The Elastic Stack, colloquially known as the ELK Stack, represents a sophisticated ecosystem of open-source software engineered for the ingestion, processing, storage, searching, and visualization of massive volumes of structured and unstructured data in real-time. In the context of the Raspberry Pi—a low-cost, ARM-based single-board computer—the deployment of this stack transforms a hobbyist device into a professional-grade telemetry hub. This capability is particularly critical for the Internet of Things (IoT), where distributed devices such as the Raspberry Pi Pico W and ESP32 generate continuous streams of time-series data. The synergy between these sensors and the ELK Stack allows operators to convert raw electrical signals into actionable intelligence, facilitating advanced monitoring, anomaly detection, and predictive maintenance across complex deployments. By leveraging the distributed nature of Elasticsearch, the stack ensures that data remains searchable and scalable, while Logstash and Kibana provide the necessary pipelines for data refinement and visual analysis.
Architectural Components of the ELK Ecosystem
The ELK Stack is not a single application but a coordinated suite of three primary engines, often augmented by "Beats" for lightweight data shipping.

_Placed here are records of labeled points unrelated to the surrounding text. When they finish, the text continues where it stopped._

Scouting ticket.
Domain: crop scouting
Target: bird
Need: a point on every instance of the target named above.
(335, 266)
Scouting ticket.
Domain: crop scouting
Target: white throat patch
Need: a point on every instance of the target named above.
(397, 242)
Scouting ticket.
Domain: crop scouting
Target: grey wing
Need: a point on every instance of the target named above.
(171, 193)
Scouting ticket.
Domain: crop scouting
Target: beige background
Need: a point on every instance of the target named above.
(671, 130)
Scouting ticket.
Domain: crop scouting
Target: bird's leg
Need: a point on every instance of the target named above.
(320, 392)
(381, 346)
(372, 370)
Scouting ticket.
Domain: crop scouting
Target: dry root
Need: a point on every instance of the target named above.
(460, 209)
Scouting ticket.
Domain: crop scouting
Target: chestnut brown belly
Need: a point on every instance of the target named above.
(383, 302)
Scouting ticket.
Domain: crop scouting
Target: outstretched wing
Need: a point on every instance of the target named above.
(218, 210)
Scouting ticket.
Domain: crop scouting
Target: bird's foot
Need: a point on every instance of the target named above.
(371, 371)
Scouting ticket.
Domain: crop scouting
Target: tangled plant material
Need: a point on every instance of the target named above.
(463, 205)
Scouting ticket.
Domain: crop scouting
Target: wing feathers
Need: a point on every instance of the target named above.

Elasticsearch serves as the heart of the stack. It is a distributed, RESTful search and analytics engine. Technically, it functions as a document store where data is indexed, allowing for near-instantaneous retrieval of information. In an IoT environment, this is where all sensor readings from the Raspberry Pi Pico W are persisted. The impact of this architecture is that users can query millions of records across multiple nodes without sacrificing performance.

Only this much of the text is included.